At this time in the novel, the count is helping Valentine escape her own murder that would be bestowed upon her by her stepmother. The count is helping a Villefort because it allows him to be closer to the Villeforts and he is saving Valentine for Maximilien. In the quote above the author is explaining how the count is manipulating the whole Villefort household into thinking Valentine is dead. He uses strategic pouring out of substances and placing of objects that will appear as if Valentine had been poisoned. He also gives Valentine a drug that will make her appear dead, however she will in reality be in deep sleep for many days. This calculation of his plan, as well as being in disguise, displays his personality trait of being highly manipulative. With this trait in his personality, he demonstrates that he hold the traits of a byronic hero.


As Edmond is in the disguises of his choice throughout the story, he displays the personality trait of arrogance. This personality trait is displayed in multiple disguises, however it is most displayed when he is the Count of Monte Cristo. Arrogance is one characteristic of a byronic hero, therefore making this the third reason why the character Edmond Dantés may be called a byronic hero.

"Monsieur Beauchamp,' interrupted the count, 'the Count of Monte Cristo is commanded only by the Count of Monte Cristo. I do as I pleases, and, believe me, it's always very well done" (373).
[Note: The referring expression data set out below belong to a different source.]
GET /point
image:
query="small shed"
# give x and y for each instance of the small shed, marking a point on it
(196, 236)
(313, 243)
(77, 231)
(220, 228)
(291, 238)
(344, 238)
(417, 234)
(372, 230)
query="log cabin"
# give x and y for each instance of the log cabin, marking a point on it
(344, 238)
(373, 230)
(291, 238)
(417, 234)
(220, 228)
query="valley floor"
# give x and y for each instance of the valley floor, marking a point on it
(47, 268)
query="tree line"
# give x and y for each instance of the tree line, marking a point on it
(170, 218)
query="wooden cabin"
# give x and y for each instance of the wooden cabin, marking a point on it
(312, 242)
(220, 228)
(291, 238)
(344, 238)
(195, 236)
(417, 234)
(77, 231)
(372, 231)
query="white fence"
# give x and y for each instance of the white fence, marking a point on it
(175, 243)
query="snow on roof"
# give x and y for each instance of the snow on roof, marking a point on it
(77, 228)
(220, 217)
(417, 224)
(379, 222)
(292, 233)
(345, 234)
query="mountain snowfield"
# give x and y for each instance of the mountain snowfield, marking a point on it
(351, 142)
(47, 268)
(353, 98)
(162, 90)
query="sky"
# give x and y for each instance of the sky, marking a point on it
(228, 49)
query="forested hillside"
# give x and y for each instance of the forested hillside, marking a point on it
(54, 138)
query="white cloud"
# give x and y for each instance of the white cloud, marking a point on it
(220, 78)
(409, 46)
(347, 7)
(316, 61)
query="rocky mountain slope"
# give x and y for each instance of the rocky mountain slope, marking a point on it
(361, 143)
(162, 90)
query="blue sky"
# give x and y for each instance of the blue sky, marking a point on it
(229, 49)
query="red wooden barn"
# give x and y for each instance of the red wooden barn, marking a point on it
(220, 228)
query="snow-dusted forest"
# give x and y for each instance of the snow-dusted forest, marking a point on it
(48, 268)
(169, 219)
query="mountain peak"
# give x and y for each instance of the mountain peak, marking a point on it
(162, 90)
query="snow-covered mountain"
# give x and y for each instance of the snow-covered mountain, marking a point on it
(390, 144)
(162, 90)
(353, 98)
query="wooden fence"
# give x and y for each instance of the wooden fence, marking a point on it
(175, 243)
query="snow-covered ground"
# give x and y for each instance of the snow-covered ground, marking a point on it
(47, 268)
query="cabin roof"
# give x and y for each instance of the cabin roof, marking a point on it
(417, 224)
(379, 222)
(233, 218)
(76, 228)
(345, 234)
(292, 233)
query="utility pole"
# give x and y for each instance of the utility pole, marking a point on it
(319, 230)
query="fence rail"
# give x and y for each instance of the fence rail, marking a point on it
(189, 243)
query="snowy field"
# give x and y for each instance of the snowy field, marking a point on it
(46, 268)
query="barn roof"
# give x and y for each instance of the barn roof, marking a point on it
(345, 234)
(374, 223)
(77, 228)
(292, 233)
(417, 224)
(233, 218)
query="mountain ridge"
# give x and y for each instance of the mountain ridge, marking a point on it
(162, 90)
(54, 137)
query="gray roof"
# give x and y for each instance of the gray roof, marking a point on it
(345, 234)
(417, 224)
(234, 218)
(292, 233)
Currently, Monte Cristo is being told by Beauchamp that he must explain himself about his connections between Yanina and a Greek Girl. The count finds this very offensive because he believes he should not have to. The quote above explains how the count feels on regards to who is allowed to command him on what he should and is allowed to do. He clearly states that he is the only person who is allowed to command himself and that this commandment is very well done since it is done by himself. This statement specifically displays his arrogance because it demonstrates that he believes he is more superior and better than others. As this quote displays his arrogance, it clearly demonstrates that Edmond Dantés exhibits an additional characteristic of a byronic hero.

"Duels are fought with the sword or the pistol in France; in the colonies they use the carbine; in Arabia, the dagger. Tell Monsieur de Mocerf that, although I'm the insulted party, in order to be eccentric to the end, I'll leave the choice of weapons to him and that I'll except anything without question, even combat by drawing lots, which is always stupid. With me it's different, however: I'm sure to win" (373).

During this time of the story, the count has been challenged to a duel with Albert. In the quote above the count outlines to Beauchamp that he will allow Albert to select the weapons they will use. His reason for doing so is that he states he is sure to win regardless of the type of weapon. This statement displays his complete arrogance, pertaining to the battle, by implying that he is different then others because he is well trained in everything. This arrogance gives the count a complete confidence and makes the others question if Albert should risk fighting the count. Since this quote displays the arrogance of Edmond, it demonstrates that Dantés has another characteristic of a byronic hero.

Edmond Dantés is a byronic hero because he expressed the characteristics of emotional torture, manipulation, and arrogance. His suffering was ultimately abolished when he waited and hoped, and eventually experienced happiness for the remainder of his life.